Montreal Gazette

Wildfires lead to record insurance claims

Government spending grows

- JESSE SNYDER

CAL G A RY The wildfires that tore through Fort McMurray last May helped raise Canada’s insurance claims to a total $4.9 billion in 2016 — the highest year on record, according to the Insurance Bureau of Canada.

The total damages in 2016 were substantia­lly higher than the previous record of $3.2 billion set in 2013, the bureau said in report released Friday.

A dry winter and spring helped spread an unusually high number of Alberta wildfires in the early summer last year, one of which torched some neighbourh­oods of Fort McMurray and forced the evacuation of around 80,000 people.

The Insurance Bureau said insurable damages from the wildfire totalled $3.7 billion, more than double the damages from the Alberta floods in 2013, which was the second-most costly natural disaster in Canada’s history.

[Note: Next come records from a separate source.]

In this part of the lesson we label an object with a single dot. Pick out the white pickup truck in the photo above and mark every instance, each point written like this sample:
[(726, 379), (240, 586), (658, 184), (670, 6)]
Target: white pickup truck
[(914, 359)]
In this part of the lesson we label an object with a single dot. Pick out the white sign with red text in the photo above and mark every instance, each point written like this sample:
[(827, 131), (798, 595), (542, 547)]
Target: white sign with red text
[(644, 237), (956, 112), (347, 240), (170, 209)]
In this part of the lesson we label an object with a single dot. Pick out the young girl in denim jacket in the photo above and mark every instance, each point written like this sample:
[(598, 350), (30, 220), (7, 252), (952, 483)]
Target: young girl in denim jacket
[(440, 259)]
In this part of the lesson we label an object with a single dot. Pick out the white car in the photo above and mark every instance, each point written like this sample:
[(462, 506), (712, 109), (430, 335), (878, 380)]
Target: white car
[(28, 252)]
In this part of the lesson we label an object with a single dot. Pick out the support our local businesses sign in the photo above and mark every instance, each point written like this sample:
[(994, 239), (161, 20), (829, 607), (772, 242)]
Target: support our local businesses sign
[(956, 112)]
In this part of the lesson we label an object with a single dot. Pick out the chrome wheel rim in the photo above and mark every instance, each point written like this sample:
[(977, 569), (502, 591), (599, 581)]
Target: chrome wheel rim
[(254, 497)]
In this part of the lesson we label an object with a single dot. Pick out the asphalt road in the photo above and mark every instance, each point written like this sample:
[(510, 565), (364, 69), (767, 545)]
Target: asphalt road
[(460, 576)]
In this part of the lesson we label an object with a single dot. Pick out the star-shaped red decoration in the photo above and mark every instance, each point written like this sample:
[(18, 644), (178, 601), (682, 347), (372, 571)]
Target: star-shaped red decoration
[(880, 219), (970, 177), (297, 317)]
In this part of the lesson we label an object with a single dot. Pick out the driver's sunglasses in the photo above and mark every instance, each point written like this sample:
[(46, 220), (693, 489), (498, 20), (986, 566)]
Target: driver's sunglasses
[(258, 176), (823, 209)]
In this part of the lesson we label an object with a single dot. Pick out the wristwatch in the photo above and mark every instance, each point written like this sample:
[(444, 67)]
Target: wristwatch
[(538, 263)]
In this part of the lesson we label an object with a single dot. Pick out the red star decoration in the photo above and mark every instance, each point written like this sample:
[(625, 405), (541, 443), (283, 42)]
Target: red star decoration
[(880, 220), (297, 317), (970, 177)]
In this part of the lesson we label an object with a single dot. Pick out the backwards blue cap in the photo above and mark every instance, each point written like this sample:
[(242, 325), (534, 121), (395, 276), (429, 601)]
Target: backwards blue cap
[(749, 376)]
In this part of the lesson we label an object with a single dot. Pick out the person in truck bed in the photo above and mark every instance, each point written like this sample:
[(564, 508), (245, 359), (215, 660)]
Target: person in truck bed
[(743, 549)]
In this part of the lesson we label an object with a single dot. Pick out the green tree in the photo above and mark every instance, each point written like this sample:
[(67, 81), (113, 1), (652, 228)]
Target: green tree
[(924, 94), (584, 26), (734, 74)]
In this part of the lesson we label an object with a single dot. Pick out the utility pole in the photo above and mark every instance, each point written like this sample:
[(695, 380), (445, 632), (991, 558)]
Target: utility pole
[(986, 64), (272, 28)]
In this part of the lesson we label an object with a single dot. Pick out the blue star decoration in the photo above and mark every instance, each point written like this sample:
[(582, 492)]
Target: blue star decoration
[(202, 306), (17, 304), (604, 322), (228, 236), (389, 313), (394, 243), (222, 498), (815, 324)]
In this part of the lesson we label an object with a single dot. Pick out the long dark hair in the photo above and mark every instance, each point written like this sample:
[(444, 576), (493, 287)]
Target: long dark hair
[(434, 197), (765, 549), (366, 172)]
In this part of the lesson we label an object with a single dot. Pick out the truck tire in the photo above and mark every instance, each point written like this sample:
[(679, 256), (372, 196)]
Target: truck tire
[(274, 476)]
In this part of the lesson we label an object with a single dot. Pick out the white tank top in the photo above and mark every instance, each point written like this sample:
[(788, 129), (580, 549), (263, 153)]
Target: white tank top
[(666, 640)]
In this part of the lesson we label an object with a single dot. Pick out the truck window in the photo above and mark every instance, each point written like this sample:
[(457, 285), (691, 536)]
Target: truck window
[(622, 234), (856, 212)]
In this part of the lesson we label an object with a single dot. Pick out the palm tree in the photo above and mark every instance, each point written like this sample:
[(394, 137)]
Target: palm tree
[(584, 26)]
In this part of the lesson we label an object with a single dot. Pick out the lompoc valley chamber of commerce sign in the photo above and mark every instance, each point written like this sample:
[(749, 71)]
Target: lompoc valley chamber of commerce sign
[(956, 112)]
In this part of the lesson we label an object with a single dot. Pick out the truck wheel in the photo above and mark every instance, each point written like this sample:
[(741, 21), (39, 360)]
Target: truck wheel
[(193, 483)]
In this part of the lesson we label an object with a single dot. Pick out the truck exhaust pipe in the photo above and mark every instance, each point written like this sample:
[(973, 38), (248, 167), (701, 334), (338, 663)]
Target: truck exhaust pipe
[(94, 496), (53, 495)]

The Slave Lake, Alta. wildfires in 2011, another of the most costly insured natural disasters on record, caused $700 million in damages.

Fort McMurray community officials are still grappling with rebuilding parts of Fort McMurray that were most severely damaged during the blaze.

The wildfires also spread north of the town and surrounded a handful of major oilsands leases, some of which were forced to shut in production.

At its peak, roughly one million barrels per day of oilsands production was shut down, amounting to nearly half of total bitumen production in the province.

The wildfires also sparked debate over what government­s and private organizati­ons could do to lessen the risks of wildfire spread during dry seasons.

Federal government spending on damages caused by disasters has grown sharply over the past few decades. Annual spending rose from an average $40 million in the 1970s to $100 million in the 90s. The trend continued early in the millennium, and in 2013 disaster spending in Ottawa had reached $1.4 billion, largely due to severe flooding in Ontario and Alberta.